Sunday, October 26, 2008

7th Street Cuddle-Up







Funny how so many of you picked up the man/monster aspect of the poem and my thoughts behind it. And, yes, Capcom, the Pacific Garden Mission is known outside of Chicago, but the place is not what it used to be even a decade ago. Part of it is that so much of the south Loop is being renovated, the Roosevelt Hotel, once an SRO, is now condos. Around the corner is the Wabash Tap, near Buddy Guy's Legends blues club.
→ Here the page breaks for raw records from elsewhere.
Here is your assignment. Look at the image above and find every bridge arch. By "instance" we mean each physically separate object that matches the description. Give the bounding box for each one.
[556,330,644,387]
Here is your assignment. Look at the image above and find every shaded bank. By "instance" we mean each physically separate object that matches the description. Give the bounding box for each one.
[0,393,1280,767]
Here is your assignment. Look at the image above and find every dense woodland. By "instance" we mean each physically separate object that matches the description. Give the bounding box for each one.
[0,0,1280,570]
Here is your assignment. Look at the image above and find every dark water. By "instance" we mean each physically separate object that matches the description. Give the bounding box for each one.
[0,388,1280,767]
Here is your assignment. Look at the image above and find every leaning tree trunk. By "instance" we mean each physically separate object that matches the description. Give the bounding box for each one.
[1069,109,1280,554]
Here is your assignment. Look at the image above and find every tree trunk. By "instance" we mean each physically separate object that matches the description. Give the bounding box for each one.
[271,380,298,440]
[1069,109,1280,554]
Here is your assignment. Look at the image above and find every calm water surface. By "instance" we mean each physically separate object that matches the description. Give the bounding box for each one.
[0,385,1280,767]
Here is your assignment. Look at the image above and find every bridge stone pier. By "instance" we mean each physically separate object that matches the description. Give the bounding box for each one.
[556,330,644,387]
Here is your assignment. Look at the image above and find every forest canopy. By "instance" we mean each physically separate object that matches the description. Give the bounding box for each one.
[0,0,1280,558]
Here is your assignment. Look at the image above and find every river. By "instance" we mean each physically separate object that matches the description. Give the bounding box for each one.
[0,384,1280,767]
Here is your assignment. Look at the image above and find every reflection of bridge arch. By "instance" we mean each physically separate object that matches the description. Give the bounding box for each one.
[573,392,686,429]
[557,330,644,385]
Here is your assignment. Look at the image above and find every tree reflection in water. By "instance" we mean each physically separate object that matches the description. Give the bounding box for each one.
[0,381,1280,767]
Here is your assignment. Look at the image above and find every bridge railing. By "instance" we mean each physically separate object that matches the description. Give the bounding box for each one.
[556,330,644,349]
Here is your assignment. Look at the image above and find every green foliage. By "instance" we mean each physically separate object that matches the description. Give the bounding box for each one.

About two months back, a guy and his girlfriend were celebrating her 25th birthday and had just left the tavern, which, back in 1998 likely would have been the twin to the 666 Lounge, a black man and woman ask them for a light, they presumably answer the wrong way (this being the wonderful city of equality, right?), and they proceed to get beaten nearly to death. The man, all 210 pounds of him, kicked the girl in the head at least ten times. If someone called me a cripple (if that man was even called a name), I highly doubt that I'd rail off physically on that person. I still recall the photos of the girl in the paper, she survived and is fine now. But here it is three in the morning and the two fuckheads give the cops an address of the Pacific Garden Mission. So why weren't they there and in bed? Sure, they offer religion there but the cops should have given some blue religion to that bastard who thought it just fine to kick a girl half his weight and size in the face. He's in jail on ag-assault, awaiting trial. If I was at the corner of Wabash and Roosevelt that early morning in the false dawn, there'd have been a stained chalk mark in the shape of an @$$hole after the cops finished their job and carted him off to the morgue. You gotta know who to love in this city. And you gotta know who is taking up a bed in a shelter that should be going to a much better individual. Carl Watson, a writer from Uptown, wrote it best in BENEATH THE EMPIRE OF THE BIRDS. The best religion in the world consists of two words: be careful.